Time is running out for people to claim refunds or allowances from HM Revenue and Customs (HMRC) before the 2021/22 tax year ends on Tuesday, April 5.
As the cost of living crisis deepens and millions of households try to deal with soaring energy bills, it is crucial that you do not miss out on any extra savings or potential boost to your finances.
Martin Lewis, recently shared four key areas everyone needs to check before the financial year ends because you can only claim tax back for a maximum of four years, which means any backdated claims will only be valid going back to the 2017/18 financial year until April 5 - after that date, claims can only be made as far back as the 2018/19 tax period.
Martin’s big four to check include:
- Tax codes
- Marriage Tax Allowance
- PPI tax rebate
- Working from home tax allowance
1. Tax Codes
A tax code is used by an employer or pension provider in order to work out how much Income Tax to take from an individual's pay or pension.
Tax code 1257L will be the most common tax code for the tax year 2021/22 and 2022/23 and is expected to be unchanged until 2026. It replaced tax code 1250L, which was the most popular tax code for the last two tax years (2019/20 and 2020/21).
Martin warned: “Millions of these [tax codes] are wrong every year, but it’s not your employer’s responsibility, it’s not HMRC’s responsibility - it’s your responsibility to check.”
He explained: “If it’s wrong and you’re overpaying then HMRC will owe you money, if it’s wrong and you’re underpaying, you’re going to get a big demand - neither of which are particularly good.”
Martin shared that there are free tools available online to check your tax code and advised people to do it “quickly” and go back to the 2017/18 tax year to see if you are owed any money.
2. Marriage Tax Allowance
More than two million couples have already applied for Marriage Tax Allowance since it launched in 2015.
Martin explained how this is a tax break which allows married couples or those in civil partnerships to share their personal tax allowances if one partner earns an income under their Personal Allowance threshold of £12,570, and the other is a starter, basic or intermediate rate taxpayer.

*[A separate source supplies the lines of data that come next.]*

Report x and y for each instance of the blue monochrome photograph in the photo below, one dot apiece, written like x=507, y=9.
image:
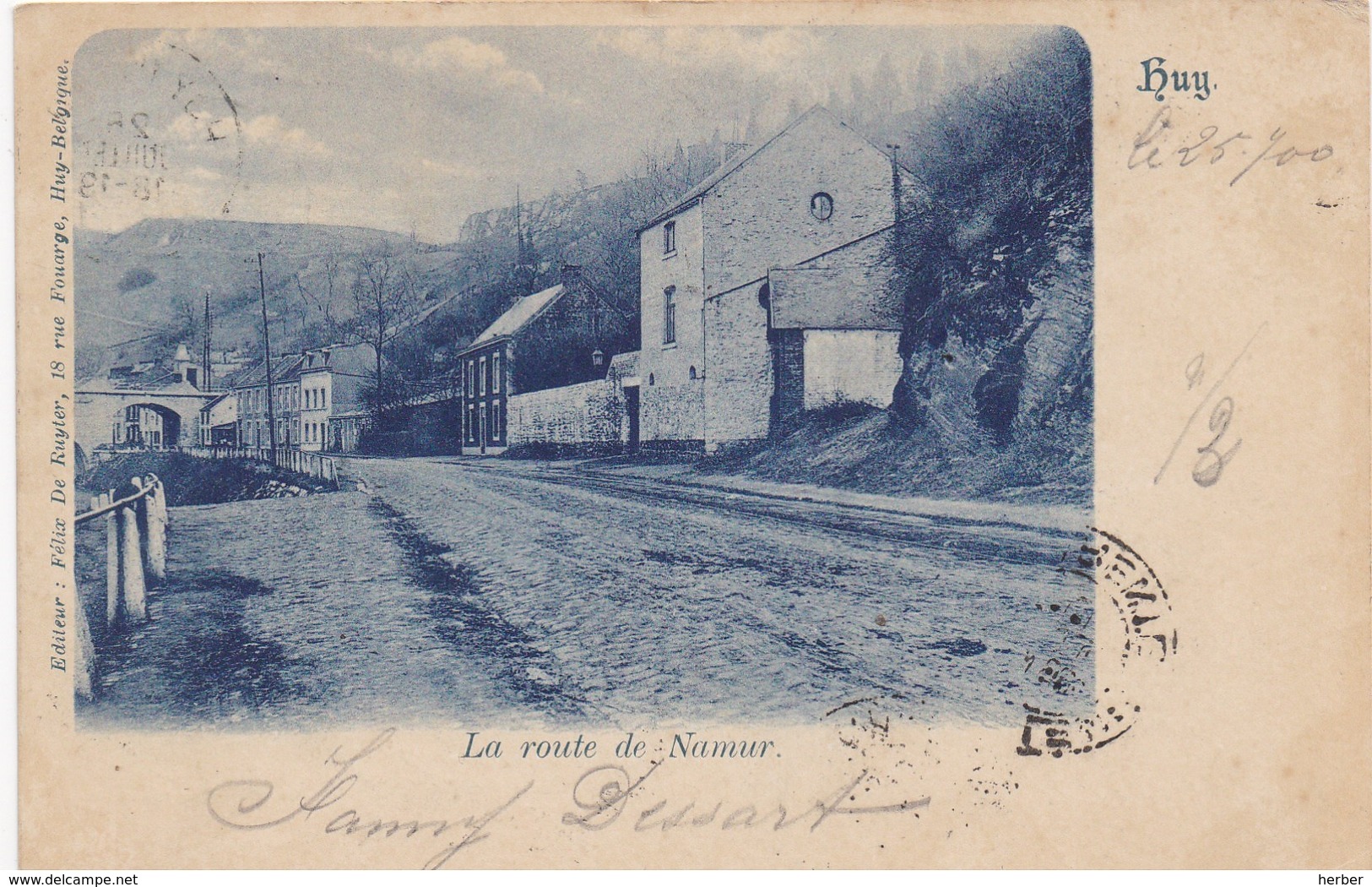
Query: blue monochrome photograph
x=582, y=377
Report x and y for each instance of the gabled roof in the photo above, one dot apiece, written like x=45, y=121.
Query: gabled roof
x=729, y=169
x=281, y=368
x=519, y=315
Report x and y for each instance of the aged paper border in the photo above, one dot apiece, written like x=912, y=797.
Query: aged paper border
x=1253, y=744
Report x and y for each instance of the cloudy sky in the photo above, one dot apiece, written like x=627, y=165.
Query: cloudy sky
x=412, y=131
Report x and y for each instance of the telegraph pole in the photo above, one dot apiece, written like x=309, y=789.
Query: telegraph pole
x=267, y=355
x=204, y=356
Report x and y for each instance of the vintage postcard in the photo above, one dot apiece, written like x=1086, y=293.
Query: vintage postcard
x=706, y=434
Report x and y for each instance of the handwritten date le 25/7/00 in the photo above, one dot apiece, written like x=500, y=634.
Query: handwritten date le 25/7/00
x=1159, y=144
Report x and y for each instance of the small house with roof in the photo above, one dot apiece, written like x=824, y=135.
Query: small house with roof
x=555, y=338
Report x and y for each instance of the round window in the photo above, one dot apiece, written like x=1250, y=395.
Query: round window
x=822, y=206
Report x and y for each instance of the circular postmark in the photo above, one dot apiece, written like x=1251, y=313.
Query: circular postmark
x=157, y=133
x=1142, y=630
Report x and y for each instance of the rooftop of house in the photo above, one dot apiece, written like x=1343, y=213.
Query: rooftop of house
x=744, y=157
x=285, y=368
x=526, y=309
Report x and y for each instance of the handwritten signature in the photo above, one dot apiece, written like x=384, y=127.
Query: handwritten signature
x=601, y=797
x=246, y=805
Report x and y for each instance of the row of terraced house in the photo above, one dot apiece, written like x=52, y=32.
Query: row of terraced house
x=764, y=291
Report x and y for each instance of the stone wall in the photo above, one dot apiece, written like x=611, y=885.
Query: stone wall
x=577, y=414
x=851, y=366
x=670, y=371
x=739, y=371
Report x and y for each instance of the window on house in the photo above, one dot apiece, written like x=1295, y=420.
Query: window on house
x=821, y=206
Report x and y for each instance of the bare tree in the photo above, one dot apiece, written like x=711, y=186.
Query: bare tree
x=384, y=302
x=322, y=301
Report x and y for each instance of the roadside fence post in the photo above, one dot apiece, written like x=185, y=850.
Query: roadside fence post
x=157, y=518
x=131, y=562
x=113, y=603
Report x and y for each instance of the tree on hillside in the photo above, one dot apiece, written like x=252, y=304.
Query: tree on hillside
x=384, y=302
x=324, y=315
x=1005, y=215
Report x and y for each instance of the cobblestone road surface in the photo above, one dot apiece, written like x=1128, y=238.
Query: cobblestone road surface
x=482, y=593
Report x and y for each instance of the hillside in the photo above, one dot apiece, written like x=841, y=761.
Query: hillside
x=143, y=289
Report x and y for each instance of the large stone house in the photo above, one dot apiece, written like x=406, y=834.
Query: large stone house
x=768, y=289
x=252, y=411
x=334, y=382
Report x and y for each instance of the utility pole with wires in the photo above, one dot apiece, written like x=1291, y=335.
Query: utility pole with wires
x=206, y=384
x=267, y=356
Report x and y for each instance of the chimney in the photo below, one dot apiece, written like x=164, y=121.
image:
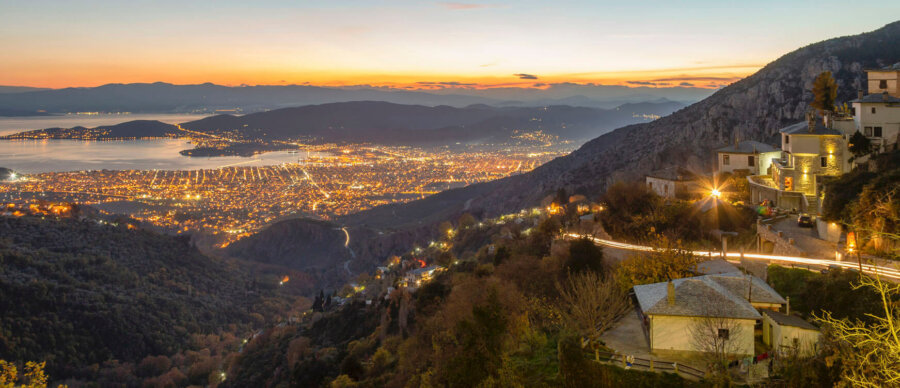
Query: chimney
x=670, y=293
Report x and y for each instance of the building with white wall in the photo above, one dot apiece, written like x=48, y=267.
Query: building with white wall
x=673, y=310
x=672, y=182
x=790, y=333
x=748, y=155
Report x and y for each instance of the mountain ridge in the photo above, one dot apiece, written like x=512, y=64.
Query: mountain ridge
x=751, y=109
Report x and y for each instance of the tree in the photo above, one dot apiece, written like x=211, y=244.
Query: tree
x=716, y=335
x=824, y=92
x=591, y=303
x=562, y=197
x=34, y=375
x=859, y=145
x=584, y=255
x=869, y=353
x=669, y=260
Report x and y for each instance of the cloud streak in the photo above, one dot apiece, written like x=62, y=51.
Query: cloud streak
x=454, y=6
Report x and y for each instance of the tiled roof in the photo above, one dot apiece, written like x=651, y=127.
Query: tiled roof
x=673, y=174
x=877, y=97
x=709, y=295
x=802, y=128
x=716, y=266
x=790, y=320
x=747, y=147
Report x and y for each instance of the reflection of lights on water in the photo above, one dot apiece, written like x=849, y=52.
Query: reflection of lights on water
x=868, y=268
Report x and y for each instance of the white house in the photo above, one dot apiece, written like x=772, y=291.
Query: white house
x=671, y=181
x=785, y=332
x=748, y=155
x=671, y=310
x=818, y=148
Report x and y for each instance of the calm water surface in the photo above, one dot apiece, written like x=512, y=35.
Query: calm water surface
x=35, y=156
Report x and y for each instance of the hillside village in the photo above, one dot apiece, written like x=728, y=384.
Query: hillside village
x=708, y=317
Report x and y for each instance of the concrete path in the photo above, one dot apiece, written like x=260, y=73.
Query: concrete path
x=628, y=338
x=806, y=239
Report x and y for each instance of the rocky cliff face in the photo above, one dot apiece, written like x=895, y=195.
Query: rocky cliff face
x=751, y=109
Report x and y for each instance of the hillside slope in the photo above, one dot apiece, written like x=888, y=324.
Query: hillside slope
x=76, y=293
x=388, y=123
x=751, y=109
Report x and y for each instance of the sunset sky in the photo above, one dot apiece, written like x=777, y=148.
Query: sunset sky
x=404, y=43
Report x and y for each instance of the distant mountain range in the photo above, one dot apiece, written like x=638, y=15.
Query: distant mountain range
x=751, y=109
x=209, y=98
x=386, y=123
x=135, y=129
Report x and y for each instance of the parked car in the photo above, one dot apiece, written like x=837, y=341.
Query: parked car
x=804, y=220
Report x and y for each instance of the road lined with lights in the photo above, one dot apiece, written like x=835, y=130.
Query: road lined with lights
x=871, y=269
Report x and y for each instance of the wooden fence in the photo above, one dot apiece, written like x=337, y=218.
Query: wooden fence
x=647, y=364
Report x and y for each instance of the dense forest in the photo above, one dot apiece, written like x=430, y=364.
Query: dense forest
x=98, y=302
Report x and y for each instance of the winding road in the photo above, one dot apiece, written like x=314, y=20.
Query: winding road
x=875, y=270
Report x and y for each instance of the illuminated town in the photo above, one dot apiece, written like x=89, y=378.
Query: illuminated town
x=234, y=201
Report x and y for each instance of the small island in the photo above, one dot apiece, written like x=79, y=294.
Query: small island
x=237, y=149
x=205, y=145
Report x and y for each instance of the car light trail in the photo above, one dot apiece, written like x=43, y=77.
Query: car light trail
x=877, y=270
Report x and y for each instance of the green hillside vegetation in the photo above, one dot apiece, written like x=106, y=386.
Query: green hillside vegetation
x=868, y=203
x=497, y=317
x=99, y=302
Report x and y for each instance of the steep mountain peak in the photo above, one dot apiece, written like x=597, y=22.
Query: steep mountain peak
x=753, y=108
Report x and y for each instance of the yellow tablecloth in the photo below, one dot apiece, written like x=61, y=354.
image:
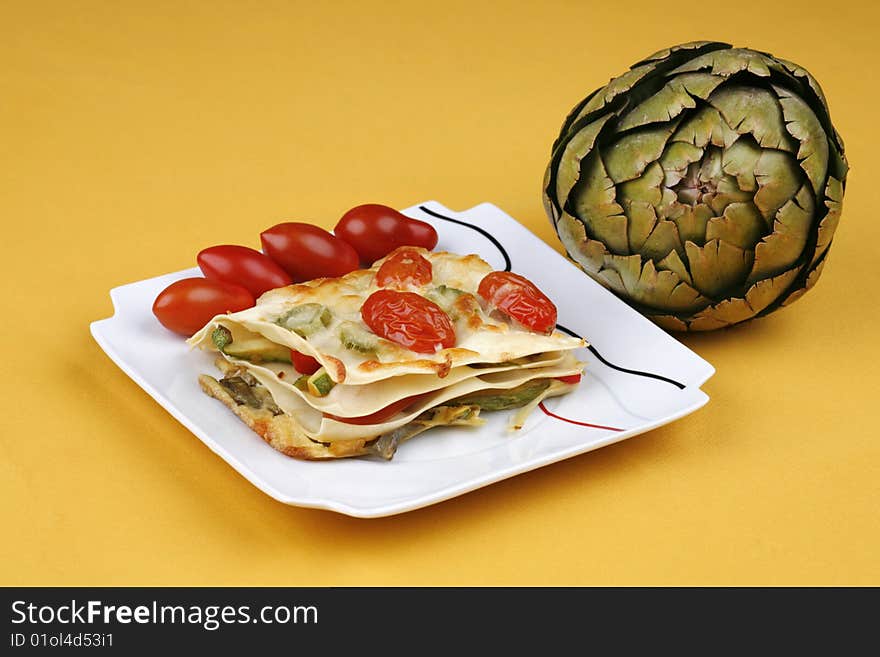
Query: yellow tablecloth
x=136, y=133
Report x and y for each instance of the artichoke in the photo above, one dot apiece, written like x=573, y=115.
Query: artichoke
x=703, y=185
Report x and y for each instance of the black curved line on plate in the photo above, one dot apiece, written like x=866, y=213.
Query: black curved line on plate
x=507, y=263
x=648, y=375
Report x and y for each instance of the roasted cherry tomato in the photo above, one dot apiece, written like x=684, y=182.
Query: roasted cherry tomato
x=409, y=320
x=404, y=267
x=303, y=363
x=519, y=298
x=376, y=230
x=383, y=413
x=306, y=252
x=243, y=266
x=187, y=305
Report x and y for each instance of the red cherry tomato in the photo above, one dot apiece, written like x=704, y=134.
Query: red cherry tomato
x=306, y=252
x=404, y=267
x=303, y=363
x=376, y=230
x=519, y=298
x=409, y=320
x=244, y=266
x=383, y=413
x=187, y=305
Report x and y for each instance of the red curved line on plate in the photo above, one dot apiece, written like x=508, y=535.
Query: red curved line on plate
x=582, y=424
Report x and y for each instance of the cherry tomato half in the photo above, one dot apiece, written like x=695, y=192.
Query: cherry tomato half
x=187, y=305
x=404, y=267
x=376, y=230
x=303, y=363
x=383, y=413
x=409, y=320
x=243, y=266
x=306, y=252
x=520, y=299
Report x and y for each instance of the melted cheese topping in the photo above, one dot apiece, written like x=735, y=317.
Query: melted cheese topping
x=481, y=337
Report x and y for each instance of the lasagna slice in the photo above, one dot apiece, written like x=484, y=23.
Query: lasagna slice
x=371, y=389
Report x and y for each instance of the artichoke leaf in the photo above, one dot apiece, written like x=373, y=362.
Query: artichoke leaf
x=615, y=87
x=728, y=62
x=782, y=248
x=766, y=291
x=628, y=157
x=595, y=203
x=673, y=262
x=741, y=225
x=647, y=188
x=589, y=254
x=803, y=125
x=642, y=282
x=727, y=312
x=740, y=160
x=834, y=203
x=674, y=97
x=812, y=83
x=755, y=111
x=692, y=221
x=812, y=277
x=665, y=53
x=577, y=148
x=642, y=219
x=779, y=179
x=662, y=241
x=727, y=191
x=676, y=158
x=705, y=127
x=717, y=266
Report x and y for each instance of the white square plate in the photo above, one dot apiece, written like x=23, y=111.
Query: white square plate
x=638, y=378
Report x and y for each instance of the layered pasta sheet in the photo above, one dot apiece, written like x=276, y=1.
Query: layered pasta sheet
x=370, y=394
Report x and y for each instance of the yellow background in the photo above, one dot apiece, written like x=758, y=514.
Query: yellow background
x=133, y=134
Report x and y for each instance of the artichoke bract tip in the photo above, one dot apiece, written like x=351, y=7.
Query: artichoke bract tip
x=703, y=185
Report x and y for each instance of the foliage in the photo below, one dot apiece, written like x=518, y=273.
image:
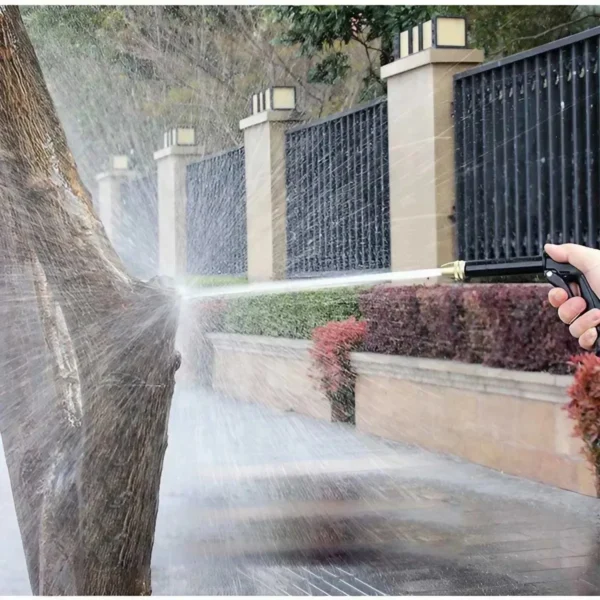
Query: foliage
x=584, y=408
x=333, y=343
x=289, y=315
x=507, y=326
x=214, y=280
x=505, y=30
x=326, y=31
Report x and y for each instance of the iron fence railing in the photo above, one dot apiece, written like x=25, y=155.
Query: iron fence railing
x=135, y=226
x=216, y=215
x=338, y=193
x=527, y=145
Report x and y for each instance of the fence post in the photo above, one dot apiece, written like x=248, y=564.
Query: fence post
x=109, y=192
x=179, y=150
x=264, y=142
x=421, y=141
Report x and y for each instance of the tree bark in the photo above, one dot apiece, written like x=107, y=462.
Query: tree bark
x=87, y=357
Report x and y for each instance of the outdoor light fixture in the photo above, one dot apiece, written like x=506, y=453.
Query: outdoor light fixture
x=404, y=44
x=120, y=163
x=439, y=32
x=281, y=98
x=180, y=136
x=416, y=39
x=274, y=98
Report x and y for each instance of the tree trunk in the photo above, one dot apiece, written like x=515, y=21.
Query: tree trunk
x=87, y=357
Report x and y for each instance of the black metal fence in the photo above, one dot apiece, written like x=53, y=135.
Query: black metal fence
x=135, y=226
x=216, y=215
x=338, y=193
x=527, y=146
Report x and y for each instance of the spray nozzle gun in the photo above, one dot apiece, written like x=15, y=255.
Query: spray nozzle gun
x=560, y=275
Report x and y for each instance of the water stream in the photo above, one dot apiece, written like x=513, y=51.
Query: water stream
x=308, y=285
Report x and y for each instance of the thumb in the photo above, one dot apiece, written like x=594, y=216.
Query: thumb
x=581, y=257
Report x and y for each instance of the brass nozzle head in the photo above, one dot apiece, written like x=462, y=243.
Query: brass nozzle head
x=455, y=269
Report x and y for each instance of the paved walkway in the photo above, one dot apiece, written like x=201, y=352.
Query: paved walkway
x=260, y=502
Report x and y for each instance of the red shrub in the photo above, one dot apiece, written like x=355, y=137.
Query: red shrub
x=394, y=323
x=584, y=408
x=501, y=325
x=331, y=349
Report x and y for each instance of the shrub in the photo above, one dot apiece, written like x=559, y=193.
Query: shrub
x=501, y=325
x=289, y=315
x=214, y=280
x=331, y=353
x=584, y=408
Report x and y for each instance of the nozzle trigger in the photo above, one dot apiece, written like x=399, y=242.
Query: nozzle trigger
x=556, y=280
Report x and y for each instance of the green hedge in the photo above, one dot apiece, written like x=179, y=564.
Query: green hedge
x=214, y=280
x=290, y=315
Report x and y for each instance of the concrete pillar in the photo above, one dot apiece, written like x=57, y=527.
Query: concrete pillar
x=264, y=141
x=108, y=199
x=179, y=151
x=421, y=154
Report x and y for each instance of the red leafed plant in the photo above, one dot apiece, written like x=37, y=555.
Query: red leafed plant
x=332, y=344
x=584, y=408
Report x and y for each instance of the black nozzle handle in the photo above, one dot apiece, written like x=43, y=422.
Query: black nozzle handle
x=562, y=275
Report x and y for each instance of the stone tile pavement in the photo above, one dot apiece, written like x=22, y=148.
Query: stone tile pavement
x=262, y=502
x=256, y=501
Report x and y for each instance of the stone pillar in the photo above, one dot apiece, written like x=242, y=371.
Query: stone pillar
x=109, y=192
x=179, y=151
x=264, y=142
x=421, y=154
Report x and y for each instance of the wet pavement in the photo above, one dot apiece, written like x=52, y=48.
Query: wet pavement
x=260, y=502
x=256, y=501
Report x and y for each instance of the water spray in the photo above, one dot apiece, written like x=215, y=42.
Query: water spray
x=560, y=275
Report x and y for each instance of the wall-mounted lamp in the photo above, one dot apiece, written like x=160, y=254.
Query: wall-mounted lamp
x=274, y=98
x=448, y=32
x=281, y=98
x=439, y=32
x=180, y=136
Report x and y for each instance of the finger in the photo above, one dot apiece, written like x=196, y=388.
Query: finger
x=587, y=321
x=557, y=297
x=571, y=309
x=581, y=257
x=588, y=339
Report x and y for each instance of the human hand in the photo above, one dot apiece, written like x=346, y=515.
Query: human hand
x=587, y=260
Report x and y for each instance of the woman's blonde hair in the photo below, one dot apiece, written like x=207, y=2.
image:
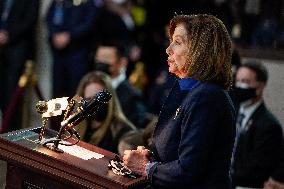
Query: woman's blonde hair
x=210, y=48
x=114, y=108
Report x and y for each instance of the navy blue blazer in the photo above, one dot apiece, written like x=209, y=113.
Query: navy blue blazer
x=78, y=20
x=194, y=138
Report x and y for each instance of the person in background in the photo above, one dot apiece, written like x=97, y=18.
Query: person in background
x=194, y=135
x=69, y=25
x=110, y=58
x=109, y=124
x=259, y=138
x=18, y=21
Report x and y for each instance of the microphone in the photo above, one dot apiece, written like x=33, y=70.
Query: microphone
x=88, y=108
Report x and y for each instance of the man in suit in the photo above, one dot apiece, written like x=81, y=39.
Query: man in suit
x=259, y=138
x=17, y=24
x=110, y=58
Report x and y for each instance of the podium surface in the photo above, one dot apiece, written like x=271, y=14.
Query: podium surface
x=33, y=166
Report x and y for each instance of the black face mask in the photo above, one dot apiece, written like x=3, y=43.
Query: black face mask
x=101, y=114
x=103, y=67
x=244, y=94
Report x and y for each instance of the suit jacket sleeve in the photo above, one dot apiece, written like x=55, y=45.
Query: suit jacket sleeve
x=198, y=125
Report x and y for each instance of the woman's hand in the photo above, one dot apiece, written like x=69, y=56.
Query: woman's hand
x=136, y=160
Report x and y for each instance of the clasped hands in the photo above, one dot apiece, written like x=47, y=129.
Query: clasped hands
x=136, y=160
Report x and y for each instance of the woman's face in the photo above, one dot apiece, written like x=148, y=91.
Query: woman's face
x=177, y=52
x=91, y=89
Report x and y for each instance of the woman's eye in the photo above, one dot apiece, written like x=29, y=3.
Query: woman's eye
x=177, y=42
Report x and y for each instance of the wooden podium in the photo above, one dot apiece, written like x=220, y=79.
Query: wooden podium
x=33, y=166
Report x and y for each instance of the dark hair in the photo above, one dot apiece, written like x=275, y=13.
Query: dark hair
x=259, y=69
x=210, y=48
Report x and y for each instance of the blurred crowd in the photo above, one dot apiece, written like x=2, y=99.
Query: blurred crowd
x=120, y=45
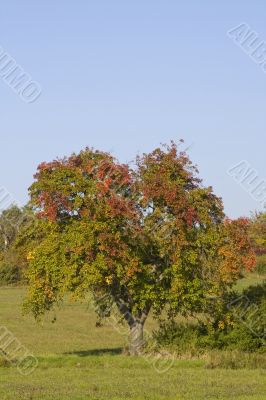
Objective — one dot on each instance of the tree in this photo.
(13, 261)
(152, 237)
(258, 236)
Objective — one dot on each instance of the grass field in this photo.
(79, 361)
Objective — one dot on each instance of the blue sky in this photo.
(125, 76)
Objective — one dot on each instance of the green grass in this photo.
(79, 361)
(249, 280)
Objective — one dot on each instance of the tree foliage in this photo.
(152, 237)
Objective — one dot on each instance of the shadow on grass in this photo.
(96, 352)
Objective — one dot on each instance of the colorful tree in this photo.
(153, 238)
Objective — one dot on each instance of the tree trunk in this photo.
(136, 340)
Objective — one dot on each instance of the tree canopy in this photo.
(151, 236)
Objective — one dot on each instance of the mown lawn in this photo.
(79, 361)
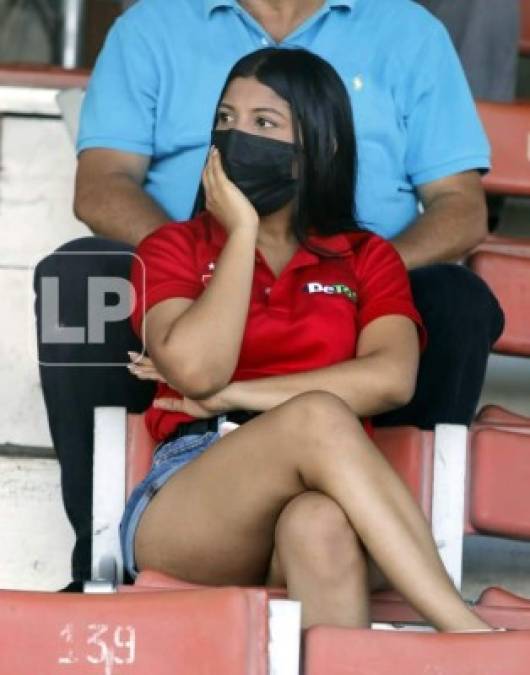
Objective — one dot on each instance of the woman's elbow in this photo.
(195, 381)
(400, 389)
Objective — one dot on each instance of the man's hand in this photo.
(453, 223)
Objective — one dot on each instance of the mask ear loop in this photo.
(200, 200)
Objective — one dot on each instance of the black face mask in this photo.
(262, 168)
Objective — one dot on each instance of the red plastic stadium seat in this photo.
(508, 127)
(499, 499)
(501, 608)
(498, 416)
(508, 276)
(342, 651)
(219, 630)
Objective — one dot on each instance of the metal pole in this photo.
(73, 24)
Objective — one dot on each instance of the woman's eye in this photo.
(264, 123)
(223, 117)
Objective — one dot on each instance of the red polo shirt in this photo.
(307, 318)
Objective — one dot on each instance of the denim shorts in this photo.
(168, 458)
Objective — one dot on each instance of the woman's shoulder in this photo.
(364, 241)
(176, 233)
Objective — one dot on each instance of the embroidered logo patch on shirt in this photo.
(331, 289)
(206, 277)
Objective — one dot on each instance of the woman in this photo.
(273, 301)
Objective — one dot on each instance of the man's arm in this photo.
(109, 196)
(454, 221)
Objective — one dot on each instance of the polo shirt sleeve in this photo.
(119, 107)
(444, 132)
(164, 266)
(383, 285)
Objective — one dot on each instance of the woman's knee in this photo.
(318, 418)
(313, 530)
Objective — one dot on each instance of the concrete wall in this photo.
(36, 193)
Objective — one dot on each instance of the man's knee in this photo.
(454, 295)
(64, 258)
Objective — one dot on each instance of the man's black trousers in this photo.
(462, 317)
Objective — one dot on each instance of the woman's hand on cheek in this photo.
(143, 368)
(207, 407)
(224, 200)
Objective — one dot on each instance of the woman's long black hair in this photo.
(323, 133)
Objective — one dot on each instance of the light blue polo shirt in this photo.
(158, 78)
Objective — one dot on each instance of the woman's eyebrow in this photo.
(273, 110)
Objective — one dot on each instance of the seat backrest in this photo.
(508, 128)
(331, 650)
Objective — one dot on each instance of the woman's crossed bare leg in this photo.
(215, 520)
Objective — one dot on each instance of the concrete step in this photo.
(37, 538)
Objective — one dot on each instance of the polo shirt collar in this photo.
(337, 243)
(210, 5)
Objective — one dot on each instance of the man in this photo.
(145, 131)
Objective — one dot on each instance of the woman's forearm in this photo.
(367, 385)
(201, 347)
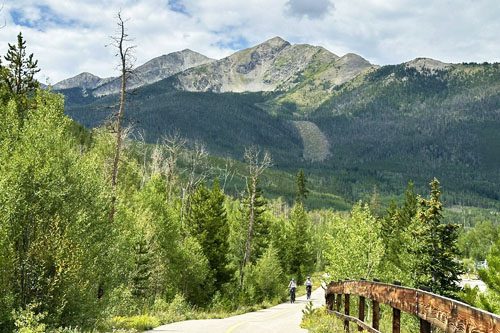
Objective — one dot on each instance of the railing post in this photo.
(361, 311)
(375, 312)
(396, 316)
(425, 326)
(330, 300)
(346, 311)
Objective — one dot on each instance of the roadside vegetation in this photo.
(87, 244)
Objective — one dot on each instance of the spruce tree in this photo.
(437, 266)
(22, 68)
(302, 190)
(207, 221)
(17, 76)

Eligible couples can transfer 10% of their tax-free allowance to their partner, which is £1,250 for 2021/22, and means they could reduce the tax they pay by up to an impressive £252 a year.
It’s backdatable to 2017/18 and could be worth over £1,000.
3. PPI Tax Rebate
PPI claims may be long gone, but the financial guru explained how many people got a payout that came with 8% statutory interest.
Martin explained: “That extra is taxed as savings and you can reclaim it in the tax year you received the payout.”
To find out how much statutory interest you had added, request a certificate from the firm that paid you back your PPI showing the amount of tax deducted.
To make a claim, fill in the R40 on the GOV.UK website here.
4. Working from Home Tax Allowance
Martin urged everyone who has been asked by their employer to work from home for at least one day during the 2020 lockdown or during the 2021/22 financial year to claim tax relief worth up to £125 from HMRC before April 5 as the rules for claiming working from home tax alliance may change soon.
If you haven’t already claimed for the 2020/21 period, and claim for this financial year it could be worth up to £124.
Check if you’re eligible for the tax break and apply at GOV.UK here.